Here are a couple of tips you can look for to be 100% sure that someone is trying to scam you:

  1. E-mail from any institution that you regularly do business with will end with their domain name, so PayPal will be from @paypal.com… never paypal@<anything else>.com
  2. Legitimate URLs (Universal Resource Locators) – or web addresses – follow simple rules; it is only what follows the domain name that can look like gibberish.  The click-through link included in this message is designed to look like it comes from 19483.paypal.com… it is right there in bold; of course, this is hidden from you within the Link itself – you are meant to simply click on the words Remove Account Limitations which will open the Internet browser.  So in the address bar of that Internet browser look at the address… the site name is what is found between the http:// and the first forward slash (/).  So in the address above the site is located at… an IP address.  No legitimate business in the world – certainly no reputable one – uses IP addresses in their sites in place of domain names.

Of course all of that is interesting technically, but from a social engineering point of view there are several telltale signs within the message that prove its illegitimacy:

  1. Neither my name nor my account is in the e-mail anywhere.  Legitimate e-mail from proper sites will generally be addressed to me: Dear Mr.
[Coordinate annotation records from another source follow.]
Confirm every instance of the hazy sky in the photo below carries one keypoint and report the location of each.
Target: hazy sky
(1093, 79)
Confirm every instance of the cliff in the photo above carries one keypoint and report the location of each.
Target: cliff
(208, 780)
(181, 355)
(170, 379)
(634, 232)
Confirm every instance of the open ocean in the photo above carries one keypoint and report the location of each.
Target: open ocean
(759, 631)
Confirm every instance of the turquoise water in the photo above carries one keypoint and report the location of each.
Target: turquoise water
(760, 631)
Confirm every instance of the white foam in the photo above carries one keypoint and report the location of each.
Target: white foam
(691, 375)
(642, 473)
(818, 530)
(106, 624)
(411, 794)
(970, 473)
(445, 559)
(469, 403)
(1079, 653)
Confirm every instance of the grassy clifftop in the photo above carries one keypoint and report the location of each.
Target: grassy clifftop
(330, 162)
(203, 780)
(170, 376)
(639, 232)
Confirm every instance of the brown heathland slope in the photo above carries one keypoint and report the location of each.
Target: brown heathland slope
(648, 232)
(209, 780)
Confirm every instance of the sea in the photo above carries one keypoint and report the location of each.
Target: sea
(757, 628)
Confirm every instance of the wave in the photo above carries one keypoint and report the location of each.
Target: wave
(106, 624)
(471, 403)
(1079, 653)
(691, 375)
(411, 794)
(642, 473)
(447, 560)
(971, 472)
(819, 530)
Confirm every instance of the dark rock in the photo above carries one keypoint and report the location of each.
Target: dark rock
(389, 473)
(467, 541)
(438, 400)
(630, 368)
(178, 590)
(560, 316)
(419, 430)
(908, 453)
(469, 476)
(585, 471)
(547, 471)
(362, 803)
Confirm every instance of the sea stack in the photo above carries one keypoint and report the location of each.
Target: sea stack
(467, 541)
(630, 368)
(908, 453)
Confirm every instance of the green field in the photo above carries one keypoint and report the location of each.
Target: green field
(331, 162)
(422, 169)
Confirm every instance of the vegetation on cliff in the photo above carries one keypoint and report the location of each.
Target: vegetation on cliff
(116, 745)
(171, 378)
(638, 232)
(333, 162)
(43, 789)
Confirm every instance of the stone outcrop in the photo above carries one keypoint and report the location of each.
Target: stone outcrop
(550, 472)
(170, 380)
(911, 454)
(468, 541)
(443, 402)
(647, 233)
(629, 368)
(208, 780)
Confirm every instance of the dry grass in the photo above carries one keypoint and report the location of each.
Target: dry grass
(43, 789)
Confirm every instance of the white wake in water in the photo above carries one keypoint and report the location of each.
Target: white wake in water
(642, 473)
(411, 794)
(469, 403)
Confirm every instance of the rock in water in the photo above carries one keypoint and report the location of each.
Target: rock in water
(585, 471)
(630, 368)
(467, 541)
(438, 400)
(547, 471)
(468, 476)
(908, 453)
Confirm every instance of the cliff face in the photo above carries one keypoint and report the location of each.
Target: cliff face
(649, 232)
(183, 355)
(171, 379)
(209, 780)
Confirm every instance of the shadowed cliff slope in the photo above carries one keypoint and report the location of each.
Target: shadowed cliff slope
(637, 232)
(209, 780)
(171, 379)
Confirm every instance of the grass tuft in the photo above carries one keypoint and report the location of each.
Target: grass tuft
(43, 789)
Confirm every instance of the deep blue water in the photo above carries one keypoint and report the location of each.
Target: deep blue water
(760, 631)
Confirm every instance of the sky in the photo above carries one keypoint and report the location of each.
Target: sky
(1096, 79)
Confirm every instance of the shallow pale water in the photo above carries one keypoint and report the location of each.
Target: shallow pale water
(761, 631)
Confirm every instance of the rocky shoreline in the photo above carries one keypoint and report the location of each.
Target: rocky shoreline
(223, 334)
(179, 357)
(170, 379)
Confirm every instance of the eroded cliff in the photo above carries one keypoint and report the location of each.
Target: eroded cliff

Garvis, and so on;
  2. In much the same way, legitimate e-mail will usually be signed by a person.
  3. According to the e-mail my account was compromised on February 27, 2008.  If it was a legitimate threat it would not come ten months late.
  4. Financial sites do not limit access… they block it until you change your password.

In November I got a call from my bank informing me that my bank card might have been compromised, and asked me to go into the nearest bank at my convenience to have the card replaced.  They cancelled the card on the spot of course, and they called me (slightly early on a Saturday morning if I recall) apologizing for the inconvenience.  I found this a bit inconvenient, but quite secure.  Had they sent me an e-mail I would have been immediately suspicious, and would have called anyways.  Notice that this e-mail does not have a phone number to call.

Phishing is scary because of its prevalence and anonymity.  Although it is a simple crime to avoid (imagine muggers asking you to click here before they stole your wallet!) it is also astoundingly easy to get caught… simply lower your guard for a minute and they have you.  If you suspect that you have been targeted, you should contact the legitimate institution immediately; if you fall victim to a scheme then your first step is to contact your local law enforcement agency who will guide you… although because of the international nature of these crimes it might be years before you ever see progress – if ever.